Media coverage of Jolie’s news too reflects a disturbing cultural obsession with women’s breasts. For example, the cover article in Time magazine titled “The Angelina Effect,” which includes some excellent information on Jolie’s medical history and genetic testing, concludes with this revealing statement: “She has long been a symbol of the feminine ideal – which in its shorthand sense has meant feminine beauty. Her body has been a key dimension of her fame; now it may be an even bigger dimension of her influence.” Why, Uncle dear, is the feminine ideal equated only with physical beauty? And why is Jolie reduced to her body and her body reduced to her breasts?
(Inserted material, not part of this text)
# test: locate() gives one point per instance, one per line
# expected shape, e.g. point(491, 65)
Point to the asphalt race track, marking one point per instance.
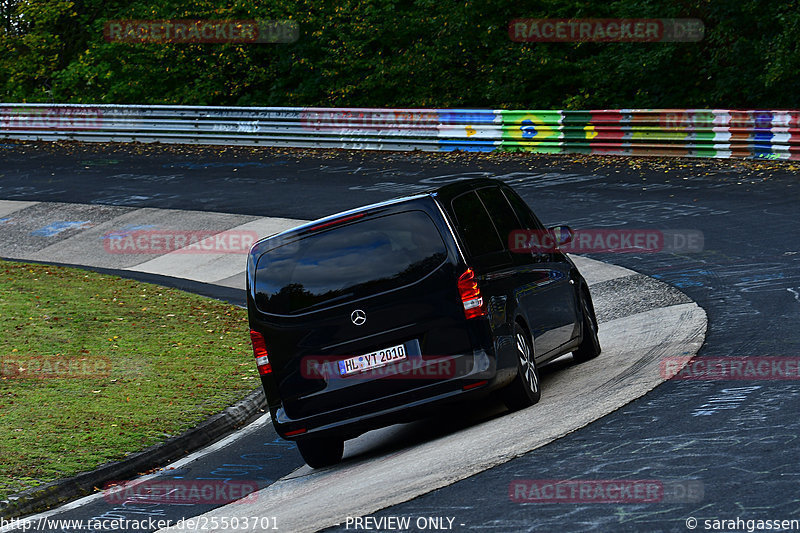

The same Time article found the most moving parts of Jolie’s op-ed were her comments that “the results [of reconstruction] can be beautiful,” and that her children know “everything else is just Mommy.” No kids, it’s not everything else that’s Mommy. Everything is Mommy. Breastless and scarred, reconstructed or not. The Time article ended saying “the most stunning woman in the world redefined beauty.” She had, Uncle dear. With her work in Darfur and Libya and “In the land of blood and honey.”

The women who are really redefining feminine beauty in the land of the free and home of the brave, dear Uncle, are the women who are opting NOT to have breast reconstruction. Perhaps you’ll take the time to pay these bold pioneers a visit and learn more about why it makes just as much sense NOT to reconstruct.

How long, Almighty Uncle, how long will breasts a woman make?

--CK


The author's comments:
Angelina Jolie's recent op-ed and the cliched media response to her mastectomy inspired me to write this piece.